UNIT 2. INDUSTRIAL INSTRUMENTATION.

- General aspects of industrial instrumentation.

- Sensors, transmitters, and transducers.

- Final control elements.

- Laboratory session.

UNIT 3. MODELING OF INDUSTRIAL PROCESSES.

- Modeling of representative processes.

- Linearization of Nonlinear models.

- Transfer functions and block diagrams.

- Laboratory session.

UNIT 4. DYNAMICS OF INDUSTRIAL PROCESSES.

- Dynamic behaviour of first and second-order processes.

- Dynamic behaviour of higher-order processes.

- Block diagrams.

- Closed-loop transfer functions.

- Responses of closed-loop control systems.

- Stability.

- Laboratory session.

UNIT 5. PID CONTROLLERS.

- Introduction.

- Basic control modes.

- Features of PID controllers.

- Modifications of the standard PID algorithm.

- Laboratory session.

UNIT 6. PID CONTROLLERS TUNING.

- Performance criteria.

- Open-loop tuning methods.

- Closed-loop tuning methods.

- Other tuning methods.

- Automatic controller tuning.

- Laboratory session.

UNIT 7. ADVANCED CONTROL TECHNIQUES.

- Feedforward control.

- Ratio control.

- Cascade control.

- Selective control.

- Override control.

- Split range control.

- Inferential control.

- Dead-time compensation.

- Laboratory session.

METHODOLOGY
The methods and techniques used by the lecturer consist mainly of:

* Presentation: The lecturer complements the theoretical content and notes with explanations and examples about control devices, control systems and their integration into industrial equipment. The student will have notes of the subject. In addition, the student will have activities and complementary material in the Alud platform.

* Exercises and Problems: During the explanation of the contents, practical exercises will be done with the assistance of the lecturer. Numerical exercises will be also done.
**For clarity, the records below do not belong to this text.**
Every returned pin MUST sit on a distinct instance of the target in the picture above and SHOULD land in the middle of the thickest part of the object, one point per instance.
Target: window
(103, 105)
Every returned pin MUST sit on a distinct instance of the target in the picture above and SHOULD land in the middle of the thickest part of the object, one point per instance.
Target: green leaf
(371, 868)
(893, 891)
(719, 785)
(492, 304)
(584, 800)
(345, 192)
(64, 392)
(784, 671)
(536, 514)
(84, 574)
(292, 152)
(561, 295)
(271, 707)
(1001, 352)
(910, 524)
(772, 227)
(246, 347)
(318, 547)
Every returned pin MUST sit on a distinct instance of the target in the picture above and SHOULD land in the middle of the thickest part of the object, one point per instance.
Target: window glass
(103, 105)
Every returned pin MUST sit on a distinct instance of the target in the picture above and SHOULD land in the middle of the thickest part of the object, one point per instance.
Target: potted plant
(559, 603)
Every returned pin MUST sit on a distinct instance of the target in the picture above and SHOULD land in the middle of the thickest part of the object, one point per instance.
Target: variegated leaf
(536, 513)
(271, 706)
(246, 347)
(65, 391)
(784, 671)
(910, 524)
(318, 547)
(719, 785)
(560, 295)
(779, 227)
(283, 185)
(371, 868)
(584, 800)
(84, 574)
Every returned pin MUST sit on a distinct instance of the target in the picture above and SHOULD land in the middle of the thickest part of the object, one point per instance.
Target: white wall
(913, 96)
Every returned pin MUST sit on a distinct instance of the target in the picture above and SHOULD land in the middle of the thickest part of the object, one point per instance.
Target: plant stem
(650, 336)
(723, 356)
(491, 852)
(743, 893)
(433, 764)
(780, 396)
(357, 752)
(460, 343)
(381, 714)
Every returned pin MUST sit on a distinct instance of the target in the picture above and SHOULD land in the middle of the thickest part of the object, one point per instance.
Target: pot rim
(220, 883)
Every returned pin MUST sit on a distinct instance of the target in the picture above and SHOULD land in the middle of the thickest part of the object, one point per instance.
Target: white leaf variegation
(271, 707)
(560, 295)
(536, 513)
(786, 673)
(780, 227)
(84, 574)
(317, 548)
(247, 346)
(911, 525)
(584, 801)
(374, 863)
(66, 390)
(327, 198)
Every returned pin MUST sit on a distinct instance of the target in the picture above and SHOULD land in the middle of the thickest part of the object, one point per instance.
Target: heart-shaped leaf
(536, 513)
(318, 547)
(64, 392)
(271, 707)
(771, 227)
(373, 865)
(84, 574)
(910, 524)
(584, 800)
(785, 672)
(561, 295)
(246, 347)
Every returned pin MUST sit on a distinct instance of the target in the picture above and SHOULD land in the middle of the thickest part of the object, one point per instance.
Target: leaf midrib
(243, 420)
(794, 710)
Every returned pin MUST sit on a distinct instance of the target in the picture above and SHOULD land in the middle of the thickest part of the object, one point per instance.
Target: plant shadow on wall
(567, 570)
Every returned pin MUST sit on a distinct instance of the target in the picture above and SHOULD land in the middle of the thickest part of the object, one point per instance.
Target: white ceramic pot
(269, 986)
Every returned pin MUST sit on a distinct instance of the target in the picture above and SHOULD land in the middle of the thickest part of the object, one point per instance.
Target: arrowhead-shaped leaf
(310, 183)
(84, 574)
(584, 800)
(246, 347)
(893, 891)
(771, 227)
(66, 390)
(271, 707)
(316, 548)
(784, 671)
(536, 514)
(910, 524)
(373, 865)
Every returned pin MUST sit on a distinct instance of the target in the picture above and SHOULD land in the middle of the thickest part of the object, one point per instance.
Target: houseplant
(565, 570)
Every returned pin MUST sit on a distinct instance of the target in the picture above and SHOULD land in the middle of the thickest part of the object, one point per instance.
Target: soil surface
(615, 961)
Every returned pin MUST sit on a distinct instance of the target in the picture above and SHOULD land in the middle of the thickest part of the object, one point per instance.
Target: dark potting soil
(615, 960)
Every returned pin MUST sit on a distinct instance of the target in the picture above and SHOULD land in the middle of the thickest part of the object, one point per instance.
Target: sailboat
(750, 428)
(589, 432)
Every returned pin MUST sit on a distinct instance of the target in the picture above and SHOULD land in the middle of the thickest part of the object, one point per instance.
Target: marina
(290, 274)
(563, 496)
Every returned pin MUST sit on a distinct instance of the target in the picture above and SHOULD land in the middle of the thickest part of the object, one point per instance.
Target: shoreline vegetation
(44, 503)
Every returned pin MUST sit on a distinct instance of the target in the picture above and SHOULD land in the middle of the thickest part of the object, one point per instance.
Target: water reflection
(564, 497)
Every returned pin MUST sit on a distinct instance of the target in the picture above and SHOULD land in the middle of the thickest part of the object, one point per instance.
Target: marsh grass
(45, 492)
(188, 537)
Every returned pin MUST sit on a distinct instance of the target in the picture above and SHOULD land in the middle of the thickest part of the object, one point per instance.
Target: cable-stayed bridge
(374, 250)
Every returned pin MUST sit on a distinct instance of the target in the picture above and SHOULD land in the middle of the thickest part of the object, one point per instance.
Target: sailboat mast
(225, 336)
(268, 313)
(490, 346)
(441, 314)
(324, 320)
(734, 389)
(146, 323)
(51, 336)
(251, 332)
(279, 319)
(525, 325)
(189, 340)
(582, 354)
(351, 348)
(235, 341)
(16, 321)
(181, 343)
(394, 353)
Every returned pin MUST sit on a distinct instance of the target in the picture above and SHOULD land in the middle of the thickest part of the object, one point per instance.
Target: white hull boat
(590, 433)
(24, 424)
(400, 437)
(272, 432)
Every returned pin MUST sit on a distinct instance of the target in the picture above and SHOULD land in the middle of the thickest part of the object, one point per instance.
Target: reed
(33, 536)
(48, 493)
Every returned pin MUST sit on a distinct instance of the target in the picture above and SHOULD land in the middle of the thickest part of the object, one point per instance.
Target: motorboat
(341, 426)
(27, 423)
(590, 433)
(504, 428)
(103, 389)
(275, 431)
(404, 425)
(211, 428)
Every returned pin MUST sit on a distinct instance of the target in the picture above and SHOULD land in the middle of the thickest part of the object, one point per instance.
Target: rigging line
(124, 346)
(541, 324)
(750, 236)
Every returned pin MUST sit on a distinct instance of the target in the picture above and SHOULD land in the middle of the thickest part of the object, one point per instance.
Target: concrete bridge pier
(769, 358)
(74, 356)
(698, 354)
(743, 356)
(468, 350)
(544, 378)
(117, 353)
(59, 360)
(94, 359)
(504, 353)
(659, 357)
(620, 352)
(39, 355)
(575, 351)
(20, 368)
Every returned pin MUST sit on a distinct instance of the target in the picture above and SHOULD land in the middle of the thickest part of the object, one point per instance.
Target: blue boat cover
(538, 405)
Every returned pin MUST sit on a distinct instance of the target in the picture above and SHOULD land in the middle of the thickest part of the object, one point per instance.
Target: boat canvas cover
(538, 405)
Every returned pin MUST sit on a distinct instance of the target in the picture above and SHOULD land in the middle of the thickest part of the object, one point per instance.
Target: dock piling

* Lab: The laboratory practices are directly related to the theoretical content of the subject and should serve to experience and observe theoretical concepts by means of practical results with educational and industrial equipment. Each student will have the same statements, objectives, and instructions for completing the practical work. Students must make a report of each practice which will be collected by the lecturer and be evaluated. The student will attend to the Measurement Systems and Regulation Laboratory for practical and demonstration sessions.

ASSESSMENT
Ordinary assessment:

The evaluation system consists of continuous assessment activities (50%) and a final exam (50%):

The continuous evaluation activities consist of practical exercises and laboratory activities. Laboratory practices are compulsory.